A reaction scheme showing meta substitution using a palladium catalyst.
A nitrile template (red) directs C–H activation to the meta position of arenes.

A new mode of C–H activation selectively functionalizes the meta position of aromatic rings, chemists at Scripps Research Institute report (Nature, DOI: 10.1038/nature1158). The strategy could make it easier to bring C–H activation to bear on challenging problems in synthesis, including making drugs with sophisticated substitution patterns.

Despite advances in the activation of inert C–H bonds, it’s still tough to selectively transform one C–H bond among many in an aromatic ring. Chemists’ typical solution is a directing group, which tends to form a rigid six- or seven-membered ring transition state with a metal catalyst and produces ortho-substituted products. Meta substitution has remained elusive because it would require a large ring called a cyclophane in the transition state, which would be strained.

Jin-Quan Yu, postdoctoral researchers Dasheng (Jackson) Leow and Gang Li, and graduate student Tian-Sheng (Tyson) Mei realized they could relieve that strain by designing a less rigid transition state. They devised a nitrile template that coordinates weakly to a palladium catalyst in an “end-on” fashion yet is reactive enough to overcome the entropy in a floppy transition state.

The result is meta functionalization of a variety of toluene derivatives. Adjusting the nitrile template makes it possible to modify hydrocinnamic acid derivatives, which are structural motifs in the multiple myeloma drug Velcade and the blood-pressure-lowering drug Micardis. After the transformation, the team removes the templates through reduction or hydrolysis reactions. The template idea is flexible, Yu says, and it should be adaptable for a wide variety of arenes, including phenols.

Outside of C–H activation, some methods for meta functionalization do exist, explains Victor A. Snieckus of Queens University, who has written a commentary about the work (Nature, DOI: 10.1038/486478a). However, meta substitution on electron-rich aromatic rings remains “a tricky business,” he adds. “Yu’s work offers an intriguing coordination-driven method for selective meta activation,” but the templates will need to be reduced in both size and complexity to make the technique broadly usable, he says.

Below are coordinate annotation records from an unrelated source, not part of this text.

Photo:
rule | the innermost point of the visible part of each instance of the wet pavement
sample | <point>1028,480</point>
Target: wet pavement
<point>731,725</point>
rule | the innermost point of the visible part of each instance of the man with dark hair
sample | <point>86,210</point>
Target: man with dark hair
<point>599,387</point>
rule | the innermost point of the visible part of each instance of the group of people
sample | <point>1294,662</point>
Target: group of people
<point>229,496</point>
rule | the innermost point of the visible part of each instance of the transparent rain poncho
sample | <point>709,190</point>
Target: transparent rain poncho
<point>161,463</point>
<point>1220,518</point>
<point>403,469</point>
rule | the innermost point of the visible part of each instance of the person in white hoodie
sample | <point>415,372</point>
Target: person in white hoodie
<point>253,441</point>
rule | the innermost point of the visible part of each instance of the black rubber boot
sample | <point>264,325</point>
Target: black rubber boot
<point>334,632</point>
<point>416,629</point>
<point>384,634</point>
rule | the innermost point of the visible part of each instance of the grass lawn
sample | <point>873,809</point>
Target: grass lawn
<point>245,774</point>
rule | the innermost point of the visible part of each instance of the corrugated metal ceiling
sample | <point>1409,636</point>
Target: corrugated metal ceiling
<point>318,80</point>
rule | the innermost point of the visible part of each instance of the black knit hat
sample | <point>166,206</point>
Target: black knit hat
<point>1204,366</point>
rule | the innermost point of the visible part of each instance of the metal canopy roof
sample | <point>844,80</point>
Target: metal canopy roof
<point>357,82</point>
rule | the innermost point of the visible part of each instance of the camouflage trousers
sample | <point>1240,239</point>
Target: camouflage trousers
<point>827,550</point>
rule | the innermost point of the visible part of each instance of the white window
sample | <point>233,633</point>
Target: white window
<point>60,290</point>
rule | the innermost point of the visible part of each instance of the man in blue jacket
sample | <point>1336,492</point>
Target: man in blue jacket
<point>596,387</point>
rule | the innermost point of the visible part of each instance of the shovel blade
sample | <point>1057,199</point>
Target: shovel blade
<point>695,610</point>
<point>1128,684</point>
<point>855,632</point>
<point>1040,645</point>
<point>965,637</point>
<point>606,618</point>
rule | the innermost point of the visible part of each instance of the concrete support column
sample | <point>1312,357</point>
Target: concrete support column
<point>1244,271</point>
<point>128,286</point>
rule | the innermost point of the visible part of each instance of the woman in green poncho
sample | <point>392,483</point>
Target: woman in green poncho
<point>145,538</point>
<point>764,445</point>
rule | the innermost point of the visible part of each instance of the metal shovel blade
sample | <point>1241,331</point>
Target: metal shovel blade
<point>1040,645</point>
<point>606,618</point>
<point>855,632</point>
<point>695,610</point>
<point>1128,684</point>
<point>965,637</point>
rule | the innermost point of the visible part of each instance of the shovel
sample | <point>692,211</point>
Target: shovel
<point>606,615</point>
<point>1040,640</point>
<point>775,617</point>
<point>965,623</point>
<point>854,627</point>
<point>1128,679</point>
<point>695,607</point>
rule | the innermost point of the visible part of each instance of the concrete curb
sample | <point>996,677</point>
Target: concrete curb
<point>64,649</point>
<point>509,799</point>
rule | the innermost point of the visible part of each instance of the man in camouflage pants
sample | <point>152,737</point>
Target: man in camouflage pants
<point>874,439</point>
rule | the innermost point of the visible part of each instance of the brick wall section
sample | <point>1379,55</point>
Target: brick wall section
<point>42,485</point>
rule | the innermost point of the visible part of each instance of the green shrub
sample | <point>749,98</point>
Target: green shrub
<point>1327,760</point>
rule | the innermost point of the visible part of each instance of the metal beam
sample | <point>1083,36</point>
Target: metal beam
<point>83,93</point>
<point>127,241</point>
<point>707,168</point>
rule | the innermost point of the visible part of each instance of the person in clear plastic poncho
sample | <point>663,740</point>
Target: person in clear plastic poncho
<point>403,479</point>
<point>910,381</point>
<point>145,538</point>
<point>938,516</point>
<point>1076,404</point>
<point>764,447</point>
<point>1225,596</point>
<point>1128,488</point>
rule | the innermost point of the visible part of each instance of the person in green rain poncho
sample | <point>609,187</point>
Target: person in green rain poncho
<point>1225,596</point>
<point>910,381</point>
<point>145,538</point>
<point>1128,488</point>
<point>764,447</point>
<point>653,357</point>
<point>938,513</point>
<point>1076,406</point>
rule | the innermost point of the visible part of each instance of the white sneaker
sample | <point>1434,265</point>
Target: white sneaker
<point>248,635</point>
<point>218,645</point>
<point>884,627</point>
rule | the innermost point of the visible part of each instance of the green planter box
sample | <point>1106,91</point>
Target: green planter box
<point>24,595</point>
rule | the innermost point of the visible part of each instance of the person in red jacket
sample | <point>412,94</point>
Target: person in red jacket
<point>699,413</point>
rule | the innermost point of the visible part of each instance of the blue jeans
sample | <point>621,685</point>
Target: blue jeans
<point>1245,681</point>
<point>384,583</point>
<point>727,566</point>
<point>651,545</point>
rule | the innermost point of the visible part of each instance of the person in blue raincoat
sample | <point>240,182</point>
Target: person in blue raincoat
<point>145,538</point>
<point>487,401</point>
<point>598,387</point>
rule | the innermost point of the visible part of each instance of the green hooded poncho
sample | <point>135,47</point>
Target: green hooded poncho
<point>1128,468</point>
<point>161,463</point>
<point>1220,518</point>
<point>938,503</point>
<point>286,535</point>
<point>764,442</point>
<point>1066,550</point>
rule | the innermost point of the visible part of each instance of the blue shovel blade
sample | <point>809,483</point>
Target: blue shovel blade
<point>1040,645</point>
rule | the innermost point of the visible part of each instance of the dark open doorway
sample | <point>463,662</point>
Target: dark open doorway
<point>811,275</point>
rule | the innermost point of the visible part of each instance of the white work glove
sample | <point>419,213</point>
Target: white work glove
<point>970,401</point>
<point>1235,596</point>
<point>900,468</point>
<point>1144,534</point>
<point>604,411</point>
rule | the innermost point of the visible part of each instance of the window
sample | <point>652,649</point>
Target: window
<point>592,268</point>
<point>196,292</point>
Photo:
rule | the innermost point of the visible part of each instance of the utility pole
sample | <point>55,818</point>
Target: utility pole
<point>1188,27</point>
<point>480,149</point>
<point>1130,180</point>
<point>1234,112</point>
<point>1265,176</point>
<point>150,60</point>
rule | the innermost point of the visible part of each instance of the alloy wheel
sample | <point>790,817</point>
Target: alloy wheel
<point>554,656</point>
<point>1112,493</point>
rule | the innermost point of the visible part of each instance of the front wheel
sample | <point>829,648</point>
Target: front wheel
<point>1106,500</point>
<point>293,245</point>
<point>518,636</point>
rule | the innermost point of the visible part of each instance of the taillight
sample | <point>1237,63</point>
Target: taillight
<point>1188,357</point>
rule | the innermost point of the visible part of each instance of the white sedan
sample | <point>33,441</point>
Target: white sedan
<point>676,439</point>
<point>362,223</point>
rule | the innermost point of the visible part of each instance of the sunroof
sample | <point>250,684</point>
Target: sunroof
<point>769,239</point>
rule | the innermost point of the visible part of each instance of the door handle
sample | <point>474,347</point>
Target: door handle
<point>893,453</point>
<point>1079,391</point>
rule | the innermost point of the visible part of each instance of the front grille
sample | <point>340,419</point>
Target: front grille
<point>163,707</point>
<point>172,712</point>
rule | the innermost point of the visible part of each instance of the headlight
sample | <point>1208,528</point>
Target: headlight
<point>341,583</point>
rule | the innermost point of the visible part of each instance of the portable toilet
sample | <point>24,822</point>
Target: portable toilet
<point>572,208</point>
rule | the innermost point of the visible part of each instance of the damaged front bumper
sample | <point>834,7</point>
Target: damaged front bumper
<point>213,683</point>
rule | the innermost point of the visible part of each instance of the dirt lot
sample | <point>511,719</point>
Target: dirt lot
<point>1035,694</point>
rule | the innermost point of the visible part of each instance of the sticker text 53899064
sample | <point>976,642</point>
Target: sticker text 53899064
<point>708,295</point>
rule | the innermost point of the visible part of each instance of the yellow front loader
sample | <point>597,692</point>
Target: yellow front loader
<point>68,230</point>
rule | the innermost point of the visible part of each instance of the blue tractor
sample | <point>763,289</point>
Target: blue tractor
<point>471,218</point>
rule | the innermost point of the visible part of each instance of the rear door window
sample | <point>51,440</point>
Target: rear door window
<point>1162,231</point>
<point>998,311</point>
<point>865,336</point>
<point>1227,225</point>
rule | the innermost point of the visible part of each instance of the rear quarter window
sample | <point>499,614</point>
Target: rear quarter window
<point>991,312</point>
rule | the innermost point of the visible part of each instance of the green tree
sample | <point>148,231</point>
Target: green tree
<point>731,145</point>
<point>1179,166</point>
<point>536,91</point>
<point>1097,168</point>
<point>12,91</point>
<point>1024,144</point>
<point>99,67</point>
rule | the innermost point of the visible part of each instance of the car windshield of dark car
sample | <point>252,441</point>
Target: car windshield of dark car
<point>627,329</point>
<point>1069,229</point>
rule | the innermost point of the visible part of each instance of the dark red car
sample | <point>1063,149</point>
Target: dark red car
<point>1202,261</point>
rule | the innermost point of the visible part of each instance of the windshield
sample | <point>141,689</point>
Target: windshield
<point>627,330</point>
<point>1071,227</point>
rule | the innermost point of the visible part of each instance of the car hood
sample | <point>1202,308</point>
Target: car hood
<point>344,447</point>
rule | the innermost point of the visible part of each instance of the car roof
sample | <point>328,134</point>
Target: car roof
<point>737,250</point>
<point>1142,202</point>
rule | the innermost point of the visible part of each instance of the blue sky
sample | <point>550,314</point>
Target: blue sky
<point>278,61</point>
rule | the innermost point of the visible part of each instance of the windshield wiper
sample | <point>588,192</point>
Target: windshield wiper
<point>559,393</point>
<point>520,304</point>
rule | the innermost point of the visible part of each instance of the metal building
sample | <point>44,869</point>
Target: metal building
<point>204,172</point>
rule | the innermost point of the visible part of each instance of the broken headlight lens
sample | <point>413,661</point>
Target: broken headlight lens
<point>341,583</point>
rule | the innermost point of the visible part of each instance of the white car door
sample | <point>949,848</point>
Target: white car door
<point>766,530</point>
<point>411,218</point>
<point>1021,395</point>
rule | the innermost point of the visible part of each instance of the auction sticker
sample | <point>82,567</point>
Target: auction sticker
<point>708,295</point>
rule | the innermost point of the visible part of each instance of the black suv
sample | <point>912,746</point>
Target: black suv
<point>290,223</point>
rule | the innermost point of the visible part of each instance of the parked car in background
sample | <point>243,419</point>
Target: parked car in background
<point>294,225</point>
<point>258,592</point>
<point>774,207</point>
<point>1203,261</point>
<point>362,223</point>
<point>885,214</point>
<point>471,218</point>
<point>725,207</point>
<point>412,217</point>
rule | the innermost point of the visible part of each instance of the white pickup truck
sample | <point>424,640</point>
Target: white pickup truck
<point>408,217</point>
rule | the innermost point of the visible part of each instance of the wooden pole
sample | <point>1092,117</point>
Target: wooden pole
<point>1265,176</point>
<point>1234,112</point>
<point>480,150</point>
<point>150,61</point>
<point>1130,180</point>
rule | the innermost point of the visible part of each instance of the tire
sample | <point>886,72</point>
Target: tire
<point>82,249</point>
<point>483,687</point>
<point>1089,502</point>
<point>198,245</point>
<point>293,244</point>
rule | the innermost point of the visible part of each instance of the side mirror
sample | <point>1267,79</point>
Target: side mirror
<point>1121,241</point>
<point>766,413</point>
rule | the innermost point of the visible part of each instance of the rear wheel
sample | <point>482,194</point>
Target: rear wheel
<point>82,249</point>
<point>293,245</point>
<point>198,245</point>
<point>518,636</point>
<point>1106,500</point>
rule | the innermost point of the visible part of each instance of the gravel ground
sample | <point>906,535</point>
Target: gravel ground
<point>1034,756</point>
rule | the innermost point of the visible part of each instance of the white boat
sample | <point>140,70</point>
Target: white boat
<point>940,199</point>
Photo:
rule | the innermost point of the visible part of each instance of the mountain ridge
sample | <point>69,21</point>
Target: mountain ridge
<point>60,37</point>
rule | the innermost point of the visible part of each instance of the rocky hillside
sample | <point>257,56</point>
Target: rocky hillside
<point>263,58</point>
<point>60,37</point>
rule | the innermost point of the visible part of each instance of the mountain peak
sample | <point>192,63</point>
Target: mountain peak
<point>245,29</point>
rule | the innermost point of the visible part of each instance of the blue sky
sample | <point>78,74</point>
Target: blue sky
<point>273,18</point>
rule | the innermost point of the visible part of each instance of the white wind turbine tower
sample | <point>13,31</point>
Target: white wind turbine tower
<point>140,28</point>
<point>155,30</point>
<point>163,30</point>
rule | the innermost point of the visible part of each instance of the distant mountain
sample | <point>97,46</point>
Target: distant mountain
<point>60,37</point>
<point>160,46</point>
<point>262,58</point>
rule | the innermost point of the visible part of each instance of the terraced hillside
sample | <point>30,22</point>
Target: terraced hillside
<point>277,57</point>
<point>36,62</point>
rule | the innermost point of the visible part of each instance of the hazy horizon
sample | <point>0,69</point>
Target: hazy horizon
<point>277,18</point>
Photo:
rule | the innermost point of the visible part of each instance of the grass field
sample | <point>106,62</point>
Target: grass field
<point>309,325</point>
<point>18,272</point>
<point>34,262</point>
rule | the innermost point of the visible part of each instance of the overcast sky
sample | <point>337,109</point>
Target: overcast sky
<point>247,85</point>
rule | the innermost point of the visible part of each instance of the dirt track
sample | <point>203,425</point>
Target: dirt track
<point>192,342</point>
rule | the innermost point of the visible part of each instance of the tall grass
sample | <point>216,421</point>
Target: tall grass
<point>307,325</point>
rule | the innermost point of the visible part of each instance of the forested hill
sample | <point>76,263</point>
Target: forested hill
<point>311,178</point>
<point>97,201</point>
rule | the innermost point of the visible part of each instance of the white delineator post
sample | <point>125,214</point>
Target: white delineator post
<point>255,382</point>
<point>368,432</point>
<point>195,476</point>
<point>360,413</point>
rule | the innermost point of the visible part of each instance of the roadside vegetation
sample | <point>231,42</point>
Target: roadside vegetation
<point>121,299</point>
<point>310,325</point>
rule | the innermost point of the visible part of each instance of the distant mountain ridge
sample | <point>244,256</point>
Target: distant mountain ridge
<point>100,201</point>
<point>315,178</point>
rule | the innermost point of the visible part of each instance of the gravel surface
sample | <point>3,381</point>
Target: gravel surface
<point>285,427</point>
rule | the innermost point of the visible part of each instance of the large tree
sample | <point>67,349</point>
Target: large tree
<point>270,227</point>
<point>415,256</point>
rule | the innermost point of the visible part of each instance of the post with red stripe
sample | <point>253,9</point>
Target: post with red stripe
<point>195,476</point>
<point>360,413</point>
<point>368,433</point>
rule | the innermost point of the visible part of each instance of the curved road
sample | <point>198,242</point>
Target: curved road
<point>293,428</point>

“This is an interesting and creative strategy,” adds Melanie S. Sanford, whose University of Michigan, Ann Arbor, team develops directed C–H activation methods. In the C–H activation realm, meta functionalization “has proven very, very hard to do in any type of general sense previously, because directing groups are almost universally ortho-selective,” she explains. “The selectivity for the meta position is not yet perfect, but this looks like a very promising start.”